General Motors To Reverse Illogical Trend In The Near Future

| About: General Motors (GM)

At first glance investors would believe that General Motors' (NYSE:GM) 3rd quarter was quite impressive. The company met top-line expectations with $36.7 billion and exceeded bottom-line expectations with $1.7 billion income and an EPS that beat the street by $0.07. Yet despite the strong numbers the stock trended lower by nearly 11%. Therefore with such a strong reaction to earnings let's look at the quarter to see what caused investors to become so discouraged with GM's quarterly results.

I believe the loss is a result of two factors: Europe and its pension obligations. During the quarter GM posted a loss of $300 million in Europe, which has been a problematic region for GM. In addition the company had originally believed it would achieve profitability in Europe by the end of year. However it now believes that Europe will most likely post a loss in Q4. And maybe I am failing to see the entire picture but I don't understand what investors expected out of Europe. If I'm not mistaken Europe is enduring perhaps the worst financial crisis in its history, therefore why would investors expect for GM to perform well in the region? Nearly every company that has any presence in the eurozone has fallen over the last three months and has experienced disappointing earnings within the European regions. And although this news affected the company's margins, which fell from 6.7% to 6%, I believe that investors should be judging the progress by sales, which accounted for an additional $1 billion in revenue year-over-year.

The pension plan was an update that investors were expecting during the earnings report, however, GM did not give any updates. Therefore investors naturally assumed the worst-case scenario, that GM failed to update because the deficit has increased. However GM updates its pension on a yearly basis after Q4, which means there is no reason to speculate that the company didn't comment on a topic that was not scheduled to be discussed.

The pension update and the weak sales in Europe are the only issues that I can find with General Motor's earnings report that would cause a negative reaction of its stock. However these two issues do not justify the 11% loss that took place after earnings were announced. The company's earnings were solid and although it was nothing spectacular one could argue that based on its stock position the market wasn't expecting anything remarkably solid. The stock is trading with a P/E under 5 and has lost 30% of its value over the last six months with virtually no discouraging developments. I believe the company is full of promise and because of its weakness in Europe investors should be encouraged of its ongoing growth in North America and China. The company has reinvented itself with fuel-efficient vehicles and has significantly increased its sales in utility vehicles among others. The company's Chevrolet Cruze has maintained monthly sales near 20,000 as a vehicle that attracts the consumer seeking performance, fuel-efficiency and design. The company is creating vehicles that save the consumer money and with a new line of models such as the Sonic and Volt that are rapidly increasing in sales I believe that GM will show unprecedented growth as it continues to create products that are a necessity to saving the consumer money. And since the stock has traded lower on 3 of its last 4 earnings reports, despite beating expectations, it shows that investors are simply difficult to satisfy regarding this company.
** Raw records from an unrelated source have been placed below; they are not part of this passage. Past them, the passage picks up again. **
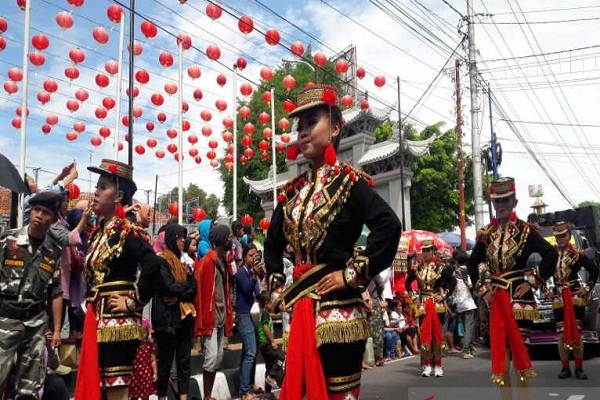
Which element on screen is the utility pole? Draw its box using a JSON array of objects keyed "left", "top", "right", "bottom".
[
  {"left": 467, "top": 0, "right": 483, "bottom": 230},
  {"left": 454, "top": 58, "right": 467, "bottom": 251}
]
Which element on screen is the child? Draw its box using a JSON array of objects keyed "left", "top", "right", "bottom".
[
  {"left": 258, "top": 291, "right": 283, "bottom": 392},
  {"left": 129, "top": 318, "right": 158, "bottom": 400}
]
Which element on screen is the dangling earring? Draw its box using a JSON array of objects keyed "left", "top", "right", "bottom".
[
  {"left": 324, "top": 142, "right": 337, "bottom": 165},
  {"left": 285, "top": 144, "right": 300, "bottom": 161}
]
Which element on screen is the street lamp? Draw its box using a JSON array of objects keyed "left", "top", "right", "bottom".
[{"left": 281, "top": 58, "right": 319, "bottom": 83}]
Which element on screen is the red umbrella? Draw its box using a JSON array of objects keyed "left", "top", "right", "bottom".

Yet my theory is that a growing company with solid products can only trend lower for a short period of time before the growth and progress of the company starts to shine, which means this stock may be trending lower today but will post massive gains for the investor who takes advantage of its illogical trend.

Disclosure: I am long GM.

Disclaimer: As with any investment, due diligence is required. The opinions in this article are not intended to be used to make a particular investment or follow a particular strategy but rather informational purposes only.